That bill was too expensive…
A passenger has been fined 2,664 Australian dollars (equivalent to approximately 1,833 euros). Reason: The man, who had landed at the Australian airport in Darwin from the Indonesian island of Bali, had two McMuffins topped with eggs and beef and a ham croissant in his luggage.
Mad: Fast food smuggler caught by four-legged friend Zinta. The animal is a sleuth and is trained to find food. Their help is to maintain Australian biosecurity. Simply put, it means protecting local life, people and the environment from external threats.
The products that Zinta sniffed in a traveler’s backpack were taken to a laboratory and tested for foot-and-mouth disease. Agriculture Minister Murray Watt revealed the goal of the measure: “Australia is FMD-free and we want it to remain that way.” In Indonesia, just a few hours away, there was an outbreak of the viral disease shortly before.

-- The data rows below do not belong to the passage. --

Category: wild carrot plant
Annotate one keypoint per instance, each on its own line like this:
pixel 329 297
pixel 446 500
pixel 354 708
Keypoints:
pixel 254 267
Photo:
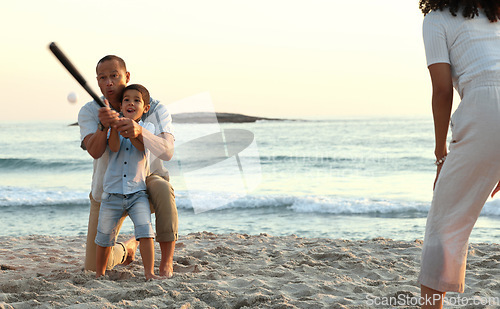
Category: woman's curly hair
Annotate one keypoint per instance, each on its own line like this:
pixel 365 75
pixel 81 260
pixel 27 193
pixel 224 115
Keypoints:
pixel 469 8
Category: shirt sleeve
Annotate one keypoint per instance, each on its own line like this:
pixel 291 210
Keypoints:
pixel 87 120
pixel 160 117
pixel 434 33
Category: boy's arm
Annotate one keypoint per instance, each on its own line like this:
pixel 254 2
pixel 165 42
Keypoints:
pixel 114 140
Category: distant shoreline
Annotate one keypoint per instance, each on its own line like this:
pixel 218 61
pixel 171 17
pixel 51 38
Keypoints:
pixel 208 117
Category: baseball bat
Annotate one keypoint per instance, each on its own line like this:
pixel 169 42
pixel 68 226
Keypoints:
pixel 71 68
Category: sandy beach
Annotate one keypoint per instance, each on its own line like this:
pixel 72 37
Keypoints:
pixel 237 271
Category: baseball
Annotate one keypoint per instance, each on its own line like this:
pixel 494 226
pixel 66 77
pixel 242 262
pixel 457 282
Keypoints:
pixel 72 97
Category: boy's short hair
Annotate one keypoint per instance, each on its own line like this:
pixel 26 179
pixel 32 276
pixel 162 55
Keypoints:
pixel 144 92
pixel 112 57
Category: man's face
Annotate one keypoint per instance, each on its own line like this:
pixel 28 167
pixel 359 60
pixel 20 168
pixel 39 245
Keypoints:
pixel 112 78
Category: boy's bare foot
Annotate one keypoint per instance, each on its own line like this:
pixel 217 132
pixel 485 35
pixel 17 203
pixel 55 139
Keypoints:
pixel 131 247
pixel 152 277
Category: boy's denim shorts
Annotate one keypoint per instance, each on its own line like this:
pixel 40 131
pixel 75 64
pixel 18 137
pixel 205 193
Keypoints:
pixel 113 207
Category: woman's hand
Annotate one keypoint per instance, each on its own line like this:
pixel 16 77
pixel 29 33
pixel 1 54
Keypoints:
pixel 437 175
pixel 497 188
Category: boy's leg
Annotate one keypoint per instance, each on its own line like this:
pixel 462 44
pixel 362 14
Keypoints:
pixel 138 209
pixel 118 252
pixel 102 256
pixel 162 198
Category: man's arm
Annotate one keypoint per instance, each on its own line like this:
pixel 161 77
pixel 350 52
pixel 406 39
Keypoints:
pixel 162 146
pixel 96 143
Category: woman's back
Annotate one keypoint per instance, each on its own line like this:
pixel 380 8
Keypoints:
pixel 470 45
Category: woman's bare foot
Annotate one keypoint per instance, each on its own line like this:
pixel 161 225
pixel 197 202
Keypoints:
pixel 131 247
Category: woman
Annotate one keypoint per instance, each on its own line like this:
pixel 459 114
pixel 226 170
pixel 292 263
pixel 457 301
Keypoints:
pixel 462 45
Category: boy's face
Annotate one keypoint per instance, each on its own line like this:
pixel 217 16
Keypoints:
pixel 133 105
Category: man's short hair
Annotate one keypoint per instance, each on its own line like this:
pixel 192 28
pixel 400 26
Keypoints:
pixel 144 92
pixel 109 58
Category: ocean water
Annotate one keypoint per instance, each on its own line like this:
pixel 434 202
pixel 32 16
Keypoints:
pixel 356 178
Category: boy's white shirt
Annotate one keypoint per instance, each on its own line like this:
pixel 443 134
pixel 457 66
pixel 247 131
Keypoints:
pixel 158 115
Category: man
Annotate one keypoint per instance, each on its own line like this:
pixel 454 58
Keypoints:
pixel 112 78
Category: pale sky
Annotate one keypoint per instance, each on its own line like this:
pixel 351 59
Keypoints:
pixel 274 58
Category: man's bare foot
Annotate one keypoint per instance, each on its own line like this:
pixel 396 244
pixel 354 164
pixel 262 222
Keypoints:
pixel 167 271
pixel 152 277
pixel 131 247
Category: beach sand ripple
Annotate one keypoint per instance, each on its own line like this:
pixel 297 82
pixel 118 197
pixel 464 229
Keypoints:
pixel 232 271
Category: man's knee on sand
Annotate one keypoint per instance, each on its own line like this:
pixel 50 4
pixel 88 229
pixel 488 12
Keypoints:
pixel 157 187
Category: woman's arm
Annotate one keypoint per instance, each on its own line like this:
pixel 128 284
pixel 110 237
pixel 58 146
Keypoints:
pixel 442 101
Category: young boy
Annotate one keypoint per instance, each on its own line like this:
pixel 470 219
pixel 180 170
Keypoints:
pixel 125 186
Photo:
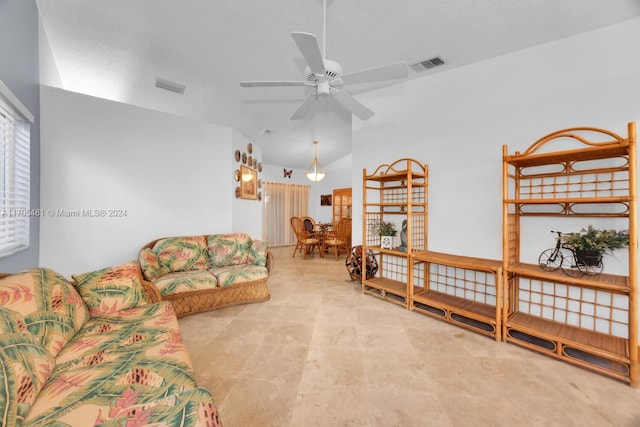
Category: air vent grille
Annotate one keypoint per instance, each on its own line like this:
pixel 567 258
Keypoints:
pixel 170 86
pixel 428 64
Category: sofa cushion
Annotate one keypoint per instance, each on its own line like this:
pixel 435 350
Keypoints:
pixel 150 265
pixel 111 289
pixel 187 408
pixel 51 306
pixel 182 253
pixel 185 281
pixel 228 249
pixel 117 362
pixel 238 274
pixel 25 365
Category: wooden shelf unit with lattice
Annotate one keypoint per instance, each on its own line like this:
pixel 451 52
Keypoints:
pixel 464 291
pixel 590 321
pixel 392 193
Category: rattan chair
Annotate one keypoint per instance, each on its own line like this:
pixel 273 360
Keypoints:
pixel 306 242
pixel 340 238
pixel 309 224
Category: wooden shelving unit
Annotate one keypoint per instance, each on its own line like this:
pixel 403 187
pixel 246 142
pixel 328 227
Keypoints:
pixel 464 291
pixel 590 321
pixel 394 192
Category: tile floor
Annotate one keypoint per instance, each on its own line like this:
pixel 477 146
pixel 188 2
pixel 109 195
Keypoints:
pixel 320 353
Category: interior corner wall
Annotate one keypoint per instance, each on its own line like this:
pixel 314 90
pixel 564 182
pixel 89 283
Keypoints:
pixel 247 213
pixel 19 71
pixel 115 177
pixel 457 122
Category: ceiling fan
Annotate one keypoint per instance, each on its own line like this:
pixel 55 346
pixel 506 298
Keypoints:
pixel 325 76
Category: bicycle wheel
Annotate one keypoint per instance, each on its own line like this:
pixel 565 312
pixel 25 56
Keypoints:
pixel 570 266
pixel 550 259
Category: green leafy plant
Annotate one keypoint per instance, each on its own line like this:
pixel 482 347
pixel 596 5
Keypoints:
pixel 385 228
pixel 592 239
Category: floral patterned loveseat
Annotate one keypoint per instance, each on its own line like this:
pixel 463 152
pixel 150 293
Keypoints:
pixel 207 272
pixel 96 352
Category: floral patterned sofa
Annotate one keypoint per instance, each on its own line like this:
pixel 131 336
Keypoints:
pixel 99 352
pixel 207 272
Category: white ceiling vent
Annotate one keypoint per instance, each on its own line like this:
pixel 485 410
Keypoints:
pixel 428 64
pixel 170 86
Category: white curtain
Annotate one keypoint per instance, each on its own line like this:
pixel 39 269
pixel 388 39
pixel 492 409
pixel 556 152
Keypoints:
pixel 281 202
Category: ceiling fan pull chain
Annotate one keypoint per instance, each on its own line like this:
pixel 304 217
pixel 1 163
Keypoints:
pixel 324 30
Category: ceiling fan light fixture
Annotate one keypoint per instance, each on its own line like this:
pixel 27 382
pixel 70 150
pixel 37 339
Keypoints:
pixel 315 172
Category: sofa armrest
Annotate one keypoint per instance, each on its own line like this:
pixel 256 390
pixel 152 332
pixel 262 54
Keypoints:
pixel 151 291
pixel 269 263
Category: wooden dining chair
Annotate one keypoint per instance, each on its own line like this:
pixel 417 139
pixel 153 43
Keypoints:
pixel 309 224
pixel 340 237
pixel 305 241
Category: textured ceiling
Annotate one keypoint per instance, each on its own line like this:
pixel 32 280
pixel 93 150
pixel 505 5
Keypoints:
pixel 115 49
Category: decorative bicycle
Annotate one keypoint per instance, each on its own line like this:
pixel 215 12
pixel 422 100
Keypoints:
pixel 565 258
pixel 354 264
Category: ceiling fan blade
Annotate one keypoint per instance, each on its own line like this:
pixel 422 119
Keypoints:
pixel 305 105
pixel 350 103
pixel 308 46
pixel 275 83
pixel 387 72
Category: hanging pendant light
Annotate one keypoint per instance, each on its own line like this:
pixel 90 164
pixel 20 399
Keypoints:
pixel 315 172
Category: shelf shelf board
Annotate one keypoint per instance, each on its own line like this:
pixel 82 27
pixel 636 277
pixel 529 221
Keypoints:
pixel 463 306
pixel 399 176
pixel 570 200
pixel 582 154
pixel 602 281
pixel 593 342
pixel 388 285
pixel 471 263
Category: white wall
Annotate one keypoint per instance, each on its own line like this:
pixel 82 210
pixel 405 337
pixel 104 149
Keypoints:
pixel 457 122
pixel 247 214
pixel 167 172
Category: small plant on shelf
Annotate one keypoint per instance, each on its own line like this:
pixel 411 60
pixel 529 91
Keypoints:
pixel 592 239
pixel 590 244
pixel 385 228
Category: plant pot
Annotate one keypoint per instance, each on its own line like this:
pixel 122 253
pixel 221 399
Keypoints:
pixel 589 257
pixel 386 242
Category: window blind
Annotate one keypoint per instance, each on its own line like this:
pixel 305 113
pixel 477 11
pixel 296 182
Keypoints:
pixel 15 138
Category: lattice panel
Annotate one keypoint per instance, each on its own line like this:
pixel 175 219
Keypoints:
pixel 394 268
pixel 474 285
pixel 598 311
pixel 370 221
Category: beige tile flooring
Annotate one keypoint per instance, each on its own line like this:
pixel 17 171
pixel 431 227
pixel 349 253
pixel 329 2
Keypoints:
pixel 321 353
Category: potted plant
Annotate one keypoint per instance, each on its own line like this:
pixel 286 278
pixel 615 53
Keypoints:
pixel 590 243
pixel 386 230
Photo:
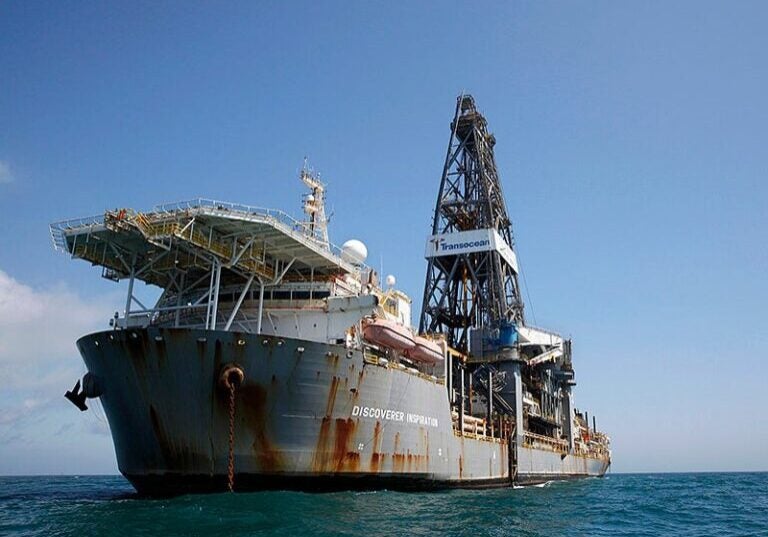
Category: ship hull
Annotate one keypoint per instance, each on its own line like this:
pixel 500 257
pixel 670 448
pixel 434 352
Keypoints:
pixel 308 416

And so Australians don’t see the fun of introducing food – consciously or unconsciously – and punishing crimes with high penalties. “This is the most expensive McDonald’s meal this traveler has ever eaten. The fine is twice as expensive as a flight to Bali, but I have no sympathy for those who choose to violate Australia’s strict biosecurity measures ”
Experts estimate that the spread of the FMD virus on the continent could mean economic damage worth about 80 billion euros.
Foot and mouth disease rarely affects humans, but is highly contagious to hoofed animals such as cattle, sheep, pigs and others. If FMD is found in any farm in this country, the animals should be killed as a precaution.